Mohrs Arbeiten leben aus der Erfahrung des Körperlichen. Bei der aktuellen Arbeit wird nun mit dem Hören auch der Sound zu einer wichtigen Dimension. Demnächst soll es auch eine Platte von ihm geben. Ob mit oder ohne Theremin ist noch unklar. Daß das Theremin als Erfindung der 20er gerade in den 90ern ein Revival erfährt, ist für Mohr nur logisch. Alles kommt wieder, und sei es noch so geschmacklos:

Max Mohr:
"Es gibt grundsätzlich das Phänomen, egal wie schlecht der Geschmack in der Vergangenheit war, das die Leute es wieder herauskramen und toll finden. In den 80er hätte kein Schwein gedacht, daß es jemals ein 70er Revival gibt. Ich kann mich an viele 70er Jahre Elemente erinnern, weil ich ja auch schon in den 70ern gelebt habe, die ziemlich grauenhaft waren, und wenn es nur die Farbkombination Orange, Braun, Grün war. Genau diese Geschmacklosigkeit wurde wieder rausgekramt. Also ich find momentan die 80er grauenhaft, obwohl ich selber in den 80ern dabei war und sie toll fand. Im Moment find ich es sooo schrecklich. Also wenn ich 80er Jahre Sachen sehe, denke ich: wie konnte ich nur, wie konnten wir nur? Und ich kann mir vorstellen in 10 Jahren oder vielleicht auch schon in 5 Jahren, daß dann plötzlich alle wieder auf die 80er abfahren - aber ich werde nicht dabei sein."

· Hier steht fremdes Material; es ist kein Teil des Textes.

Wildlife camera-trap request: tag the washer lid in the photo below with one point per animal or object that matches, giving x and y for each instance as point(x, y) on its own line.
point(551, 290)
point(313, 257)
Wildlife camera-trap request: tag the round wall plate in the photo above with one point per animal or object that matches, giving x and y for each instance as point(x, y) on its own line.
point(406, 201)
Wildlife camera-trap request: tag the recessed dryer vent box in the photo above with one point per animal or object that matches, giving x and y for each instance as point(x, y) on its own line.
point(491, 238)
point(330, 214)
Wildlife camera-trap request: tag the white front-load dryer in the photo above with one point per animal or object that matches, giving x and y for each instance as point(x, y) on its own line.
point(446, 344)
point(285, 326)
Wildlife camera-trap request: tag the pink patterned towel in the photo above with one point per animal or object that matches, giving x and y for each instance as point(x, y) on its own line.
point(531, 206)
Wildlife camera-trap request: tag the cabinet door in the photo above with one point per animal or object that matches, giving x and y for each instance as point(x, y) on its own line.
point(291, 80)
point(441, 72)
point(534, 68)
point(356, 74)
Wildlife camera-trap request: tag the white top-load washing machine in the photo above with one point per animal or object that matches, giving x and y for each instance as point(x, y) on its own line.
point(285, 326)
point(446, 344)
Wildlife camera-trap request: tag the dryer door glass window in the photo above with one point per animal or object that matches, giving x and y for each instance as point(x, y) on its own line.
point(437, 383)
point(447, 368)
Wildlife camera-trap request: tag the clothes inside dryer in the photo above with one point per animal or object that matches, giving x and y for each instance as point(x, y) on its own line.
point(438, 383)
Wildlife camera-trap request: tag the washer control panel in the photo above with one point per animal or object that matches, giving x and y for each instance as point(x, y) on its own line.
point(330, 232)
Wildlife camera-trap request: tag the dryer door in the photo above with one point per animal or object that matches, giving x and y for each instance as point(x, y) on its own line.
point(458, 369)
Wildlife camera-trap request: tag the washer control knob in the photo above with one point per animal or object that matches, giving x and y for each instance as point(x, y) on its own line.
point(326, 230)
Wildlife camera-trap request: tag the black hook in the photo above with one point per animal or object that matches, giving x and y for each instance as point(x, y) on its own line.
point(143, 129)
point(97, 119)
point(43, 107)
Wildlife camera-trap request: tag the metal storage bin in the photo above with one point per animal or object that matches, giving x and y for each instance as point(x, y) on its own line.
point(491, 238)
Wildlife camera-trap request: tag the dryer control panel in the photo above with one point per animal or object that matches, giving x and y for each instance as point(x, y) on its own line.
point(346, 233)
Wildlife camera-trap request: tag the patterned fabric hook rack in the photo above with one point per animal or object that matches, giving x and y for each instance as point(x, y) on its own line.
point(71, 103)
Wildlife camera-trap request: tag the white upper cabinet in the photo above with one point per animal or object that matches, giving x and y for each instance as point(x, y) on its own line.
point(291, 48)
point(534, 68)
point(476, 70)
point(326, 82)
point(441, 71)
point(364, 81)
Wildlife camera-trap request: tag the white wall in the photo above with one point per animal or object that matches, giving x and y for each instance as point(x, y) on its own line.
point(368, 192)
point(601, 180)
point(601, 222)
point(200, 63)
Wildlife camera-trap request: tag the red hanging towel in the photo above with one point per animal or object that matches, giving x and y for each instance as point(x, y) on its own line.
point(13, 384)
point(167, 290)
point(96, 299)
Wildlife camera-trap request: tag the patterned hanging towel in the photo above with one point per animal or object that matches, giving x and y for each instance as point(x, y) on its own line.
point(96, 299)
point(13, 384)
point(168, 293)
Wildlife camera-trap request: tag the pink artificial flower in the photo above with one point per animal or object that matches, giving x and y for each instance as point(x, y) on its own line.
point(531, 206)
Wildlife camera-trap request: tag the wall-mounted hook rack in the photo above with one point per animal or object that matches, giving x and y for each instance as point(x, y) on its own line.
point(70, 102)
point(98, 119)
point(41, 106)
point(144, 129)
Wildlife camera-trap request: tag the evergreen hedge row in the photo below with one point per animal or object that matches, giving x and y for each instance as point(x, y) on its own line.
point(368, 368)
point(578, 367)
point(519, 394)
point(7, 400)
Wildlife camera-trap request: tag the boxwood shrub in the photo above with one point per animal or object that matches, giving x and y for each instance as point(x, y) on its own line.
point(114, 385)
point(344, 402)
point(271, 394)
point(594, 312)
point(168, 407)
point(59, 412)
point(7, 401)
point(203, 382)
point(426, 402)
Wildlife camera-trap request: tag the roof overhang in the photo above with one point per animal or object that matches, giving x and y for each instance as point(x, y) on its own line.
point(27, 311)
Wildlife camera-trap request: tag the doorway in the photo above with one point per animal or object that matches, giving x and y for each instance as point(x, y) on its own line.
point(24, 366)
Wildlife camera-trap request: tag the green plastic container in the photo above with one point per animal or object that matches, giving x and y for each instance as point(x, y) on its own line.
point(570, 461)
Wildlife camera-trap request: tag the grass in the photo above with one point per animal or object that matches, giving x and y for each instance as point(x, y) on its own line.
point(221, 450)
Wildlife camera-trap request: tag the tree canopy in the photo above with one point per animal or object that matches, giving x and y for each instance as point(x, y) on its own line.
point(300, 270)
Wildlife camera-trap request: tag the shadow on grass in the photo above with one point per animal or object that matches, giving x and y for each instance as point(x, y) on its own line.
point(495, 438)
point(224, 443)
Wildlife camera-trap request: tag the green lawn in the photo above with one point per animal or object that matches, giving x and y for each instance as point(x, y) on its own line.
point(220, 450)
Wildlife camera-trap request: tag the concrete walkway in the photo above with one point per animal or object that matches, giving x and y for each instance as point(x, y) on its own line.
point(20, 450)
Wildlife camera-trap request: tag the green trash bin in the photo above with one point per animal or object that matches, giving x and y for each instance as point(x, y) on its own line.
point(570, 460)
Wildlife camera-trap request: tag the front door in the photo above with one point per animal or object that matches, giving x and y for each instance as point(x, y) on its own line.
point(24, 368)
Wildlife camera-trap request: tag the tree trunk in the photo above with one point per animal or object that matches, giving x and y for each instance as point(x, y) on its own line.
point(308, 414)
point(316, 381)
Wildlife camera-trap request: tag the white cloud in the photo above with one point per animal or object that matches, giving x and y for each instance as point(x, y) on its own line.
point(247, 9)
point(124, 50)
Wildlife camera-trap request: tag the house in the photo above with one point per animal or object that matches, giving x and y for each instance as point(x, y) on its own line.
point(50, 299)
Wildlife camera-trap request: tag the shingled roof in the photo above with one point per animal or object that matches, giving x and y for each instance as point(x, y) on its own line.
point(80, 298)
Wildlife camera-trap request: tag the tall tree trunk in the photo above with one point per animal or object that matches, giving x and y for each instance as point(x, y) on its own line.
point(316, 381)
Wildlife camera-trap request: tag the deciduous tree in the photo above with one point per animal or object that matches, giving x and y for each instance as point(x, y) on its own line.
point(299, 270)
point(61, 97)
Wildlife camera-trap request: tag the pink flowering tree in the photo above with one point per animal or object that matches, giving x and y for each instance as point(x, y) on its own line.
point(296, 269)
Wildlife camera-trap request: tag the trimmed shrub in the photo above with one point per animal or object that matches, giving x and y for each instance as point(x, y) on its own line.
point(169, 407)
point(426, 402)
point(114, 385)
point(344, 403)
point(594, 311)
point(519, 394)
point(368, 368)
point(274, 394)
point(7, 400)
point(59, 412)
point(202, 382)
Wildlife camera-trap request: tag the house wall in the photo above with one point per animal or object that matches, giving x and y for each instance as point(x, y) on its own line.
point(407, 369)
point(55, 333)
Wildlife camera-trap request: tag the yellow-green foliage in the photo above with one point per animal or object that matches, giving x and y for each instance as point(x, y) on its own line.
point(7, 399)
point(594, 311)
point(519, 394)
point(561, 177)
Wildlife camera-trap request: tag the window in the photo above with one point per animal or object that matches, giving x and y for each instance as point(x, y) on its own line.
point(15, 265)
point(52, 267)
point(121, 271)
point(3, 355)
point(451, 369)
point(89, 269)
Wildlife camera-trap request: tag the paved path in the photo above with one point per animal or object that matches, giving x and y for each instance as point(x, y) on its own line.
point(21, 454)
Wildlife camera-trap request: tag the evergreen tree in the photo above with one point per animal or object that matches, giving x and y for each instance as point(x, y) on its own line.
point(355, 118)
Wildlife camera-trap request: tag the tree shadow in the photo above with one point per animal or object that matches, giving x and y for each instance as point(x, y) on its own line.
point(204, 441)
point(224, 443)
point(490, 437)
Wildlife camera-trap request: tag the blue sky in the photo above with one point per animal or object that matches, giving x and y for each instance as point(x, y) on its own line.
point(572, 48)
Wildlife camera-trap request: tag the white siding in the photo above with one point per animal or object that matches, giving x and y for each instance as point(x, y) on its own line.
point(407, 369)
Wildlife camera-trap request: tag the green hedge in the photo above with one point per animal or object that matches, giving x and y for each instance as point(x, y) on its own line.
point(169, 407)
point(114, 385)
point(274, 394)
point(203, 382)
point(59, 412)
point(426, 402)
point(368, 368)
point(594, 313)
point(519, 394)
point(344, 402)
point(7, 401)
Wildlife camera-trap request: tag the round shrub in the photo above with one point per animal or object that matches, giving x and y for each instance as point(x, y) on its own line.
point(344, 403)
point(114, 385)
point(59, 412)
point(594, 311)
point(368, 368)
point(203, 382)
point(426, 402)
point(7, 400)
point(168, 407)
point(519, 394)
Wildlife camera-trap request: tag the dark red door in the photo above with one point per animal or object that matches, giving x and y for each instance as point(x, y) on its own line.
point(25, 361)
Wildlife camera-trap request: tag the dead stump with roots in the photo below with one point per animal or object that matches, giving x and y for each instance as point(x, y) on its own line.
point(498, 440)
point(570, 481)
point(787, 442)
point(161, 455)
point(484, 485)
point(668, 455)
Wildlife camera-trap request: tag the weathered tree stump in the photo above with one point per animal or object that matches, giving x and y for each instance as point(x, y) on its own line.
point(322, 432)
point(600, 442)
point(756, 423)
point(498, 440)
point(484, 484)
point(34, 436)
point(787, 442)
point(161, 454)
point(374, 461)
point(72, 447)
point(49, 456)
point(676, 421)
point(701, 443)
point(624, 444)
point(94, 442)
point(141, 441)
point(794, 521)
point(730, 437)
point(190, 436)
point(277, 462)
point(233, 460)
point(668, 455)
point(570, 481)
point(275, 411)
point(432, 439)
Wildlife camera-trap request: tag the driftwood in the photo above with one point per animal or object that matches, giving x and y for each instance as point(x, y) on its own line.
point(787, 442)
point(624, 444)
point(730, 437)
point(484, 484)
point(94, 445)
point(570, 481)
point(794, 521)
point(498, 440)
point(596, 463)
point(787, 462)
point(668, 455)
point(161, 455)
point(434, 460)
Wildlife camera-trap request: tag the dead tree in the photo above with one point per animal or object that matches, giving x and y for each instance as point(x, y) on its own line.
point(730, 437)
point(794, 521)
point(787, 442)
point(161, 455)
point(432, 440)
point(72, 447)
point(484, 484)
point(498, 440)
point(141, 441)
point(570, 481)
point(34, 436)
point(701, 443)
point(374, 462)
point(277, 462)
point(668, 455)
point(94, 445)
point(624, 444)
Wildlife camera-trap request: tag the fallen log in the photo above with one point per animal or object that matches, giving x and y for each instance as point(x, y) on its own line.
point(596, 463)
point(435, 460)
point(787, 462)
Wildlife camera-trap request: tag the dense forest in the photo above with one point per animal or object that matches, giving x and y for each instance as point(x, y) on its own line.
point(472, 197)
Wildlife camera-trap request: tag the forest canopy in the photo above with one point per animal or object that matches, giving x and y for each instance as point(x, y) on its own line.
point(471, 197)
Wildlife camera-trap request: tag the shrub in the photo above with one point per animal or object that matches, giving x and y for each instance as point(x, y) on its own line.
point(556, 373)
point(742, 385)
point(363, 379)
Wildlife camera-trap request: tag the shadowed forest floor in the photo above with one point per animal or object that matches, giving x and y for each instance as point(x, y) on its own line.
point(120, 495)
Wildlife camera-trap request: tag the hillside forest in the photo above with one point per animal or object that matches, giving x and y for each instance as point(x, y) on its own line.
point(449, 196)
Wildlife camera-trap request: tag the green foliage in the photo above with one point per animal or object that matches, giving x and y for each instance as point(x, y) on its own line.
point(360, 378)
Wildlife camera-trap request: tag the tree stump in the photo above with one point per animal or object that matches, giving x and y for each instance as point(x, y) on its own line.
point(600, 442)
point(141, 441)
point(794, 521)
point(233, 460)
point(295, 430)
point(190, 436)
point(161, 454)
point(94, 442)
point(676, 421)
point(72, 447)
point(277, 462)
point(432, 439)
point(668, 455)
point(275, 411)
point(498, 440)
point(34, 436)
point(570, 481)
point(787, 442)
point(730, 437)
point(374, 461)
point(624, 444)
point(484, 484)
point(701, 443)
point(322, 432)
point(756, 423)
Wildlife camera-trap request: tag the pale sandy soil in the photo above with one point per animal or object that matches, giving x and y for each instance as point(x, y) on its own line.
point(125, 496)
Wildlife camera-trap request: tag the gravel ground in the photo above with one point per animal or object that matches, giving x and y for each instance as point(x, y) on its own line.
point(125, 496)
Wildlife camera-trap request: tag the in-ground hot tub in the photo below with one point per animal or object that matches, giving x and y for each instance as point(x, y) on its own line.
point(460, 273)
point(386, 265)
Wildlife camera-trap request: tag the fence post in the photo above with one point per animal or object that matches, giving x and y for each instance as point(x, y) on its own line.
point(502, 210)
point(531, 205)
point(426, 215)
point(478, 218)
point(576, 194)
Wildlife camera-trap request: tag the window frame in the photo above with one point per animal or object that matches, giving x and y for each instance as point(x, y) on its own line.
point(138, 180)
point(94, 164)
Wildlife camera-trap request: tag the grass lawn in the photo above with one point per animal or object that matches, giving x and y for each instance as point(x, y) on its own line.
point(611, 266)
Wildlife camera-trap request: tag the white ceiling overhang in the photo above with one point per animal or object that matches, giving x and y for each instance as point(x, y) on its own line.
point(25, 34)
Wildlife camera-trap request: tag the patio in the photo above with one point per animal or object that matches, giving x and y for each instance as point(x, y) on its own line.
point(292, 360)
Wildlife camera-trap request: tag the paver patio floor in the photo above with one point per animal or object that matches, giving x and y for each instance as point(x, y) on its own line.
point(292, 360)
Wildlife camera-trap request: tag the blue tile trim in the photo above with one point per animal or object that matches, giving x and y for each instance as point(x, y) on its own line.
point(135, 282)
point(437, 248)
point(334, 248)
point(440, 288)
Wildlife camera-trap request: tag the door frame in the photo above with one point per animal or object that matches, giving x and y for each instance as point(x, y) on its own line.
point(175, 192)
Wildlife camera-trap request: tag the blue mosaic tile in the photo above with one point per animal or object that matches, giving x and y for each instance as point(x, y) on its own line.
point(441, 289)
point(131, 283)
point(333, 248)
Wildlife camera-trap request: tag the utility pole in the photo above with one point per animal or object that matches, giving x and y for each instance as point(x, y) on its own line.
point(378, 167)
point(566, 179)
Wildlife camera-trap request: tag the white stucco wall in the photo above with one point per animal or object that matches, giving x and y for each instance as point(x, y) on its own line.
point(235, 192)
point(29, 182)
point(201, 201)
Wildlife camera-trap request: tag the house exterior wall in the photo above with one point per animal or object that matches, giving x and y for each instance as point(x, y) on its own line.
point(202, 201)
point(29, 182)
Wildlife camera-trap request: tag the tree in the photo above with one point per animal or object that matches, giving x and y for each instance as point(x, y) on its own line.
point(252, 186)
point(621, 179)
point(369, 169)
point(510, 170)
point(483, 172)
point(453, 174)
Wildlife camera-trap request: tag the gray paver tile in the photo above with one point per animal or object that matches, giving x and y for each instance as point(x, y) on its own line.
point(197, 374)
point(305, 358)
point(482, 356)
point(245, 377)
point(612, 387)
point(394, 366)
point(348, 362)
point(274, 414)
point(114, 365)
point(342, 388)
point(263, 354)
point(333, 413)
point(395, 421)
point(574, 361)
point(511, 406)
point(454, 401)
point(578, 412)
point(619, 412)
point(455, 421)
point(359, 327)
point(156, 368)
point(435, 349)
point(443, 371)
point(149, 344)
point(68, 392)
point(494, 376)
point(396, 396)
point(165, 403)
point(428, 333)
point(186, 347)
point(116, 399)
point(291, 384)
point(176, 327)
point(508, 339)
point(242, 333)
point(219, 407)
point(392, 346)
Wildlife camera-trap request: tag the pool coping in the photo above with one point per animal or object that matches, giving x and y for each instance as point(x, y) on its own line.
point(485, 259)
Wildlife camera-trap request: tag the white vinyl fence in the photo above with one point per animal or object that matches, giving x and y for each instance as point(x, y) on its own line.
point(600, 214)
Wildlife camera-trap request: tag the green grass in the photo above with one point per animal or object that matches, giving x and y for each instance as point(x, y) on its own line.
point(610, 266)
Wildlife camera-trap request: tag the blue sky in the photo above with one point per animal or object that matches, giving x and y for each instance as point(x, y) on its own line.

Man macht ja schließlich nicht alles mit. Aber wie gesagt, alles kommt irgendwann wieder und führt dann auch mal Technikvisionen wie das Theremin mit sich. Die 00er werden die 80er sein. Es sei denn, alles kommt ganz anders:

Max Mohr:
"Wir haben halt immer nur ein paar Stunden, wo wir wach sind, dann pennen wir ein. Ich denke auch, daß es auch immer verwirrender wird, es wird halt auch immer mehr. Es gibt mehr Möglichkeiten und auch eine größere Verwirrung dadurch. Anfang der 80er war es definitiv leichter sich zu orientieren, als jetzt. Was auch altersbedingt ist, also ich will damit nicht sagen, daß ich jetzt verwirrt bin. Ich denk' dann immer an die nächste Generation. Was macht die nächste Generation. Das ist ja auch immer interessant."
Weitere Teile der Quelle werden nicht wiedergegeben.